I thought about Wally and camera club field trips. There was a notable one to Traverse City where we stayed in world's worst motel. The rooms were small and, as one of our group of four said, "It smells like someone died in here." Another noted the rooms were so badly designed that "only one person can watch TV at a time."
There was a camera club field trip to Boston where we hunkered down at a seafood restaurant after a day of shooting. Loads of visits to Wally's studio, especially during his annual holiday open house, where his wife, Carolyn, and my dad would sit at the treat table as the rest of us shopped. There were Christmas dinners at my house. And parties for my cover photographer friends.
I met Wally when I started working at WKAR, where he often did covers for our monthly magazine (though I was familiar with his work from before, as well as the art fairs that took him around the country). He probably held the record for "Fine Tuning" covers. We tried to select an image that fit a program airing that month -- and PBS aired a lot of programs set in Europe!
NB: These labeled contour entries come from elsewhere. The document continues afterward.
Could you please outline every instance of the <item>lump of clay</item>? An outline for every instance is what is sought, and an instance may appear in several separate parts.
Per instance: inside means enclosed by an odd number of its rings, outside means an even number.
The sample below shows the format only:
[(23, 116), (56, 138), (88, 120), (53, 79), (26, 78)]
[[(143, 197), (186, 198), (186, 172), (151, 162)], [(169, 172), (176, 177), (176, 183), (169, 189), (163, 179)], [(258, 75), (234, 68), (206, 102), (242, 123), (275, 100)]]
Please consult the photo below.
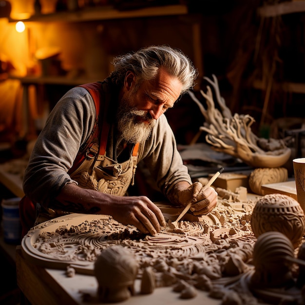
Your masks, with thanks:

Wally invited me to speak to his photography classes at the community college and through that I met our friend Cheryl, who started the Cork Poppers. He was generous in his introductions. He was no "cover hog." I probably met 90 percent of our cover artists through Wally or his classes.
He was one of the most steady and constant visitors to my annual art sale and a wonderful buyer as well. I don't think they were "mercy buys" either. He seemed to genuinely like what I did, and when I got a compliment from Wally on photography, especially, I was over the moon. That's like Julia praising your boeuf bourguginon.
Wally's death was no surprise -- only the timing. We knew he had cancer, that he had it for some time and that it had metastasized. He'd answer questions about it if asked but he didn't dwell on his health. In fact, if you didn't know, you wouldn't know about his illness from Wally. Upbeat, positive, patient, interested in the world and other people. That was Wally. And, it is one reason why it was a shock to hear that news.
Covid kept us apart in recent months. Just the other day, on my way to Kate's, I passed by the street that leads by Wally's house. I even said aloud, "Gotta call Wally so we can go get lunch!" Little did I know it was already too late.
All the flowers in the garden have their seasons. They bloom, bringing wild bursts of color, energy and life into the world, boosting our spirits, lifting our hearts and giving us joy. And then, the petals fall and we are left with beautiful memories.
Wally was one of the grandest of these blooms -- and I will hold close to those many memories that will make me smile.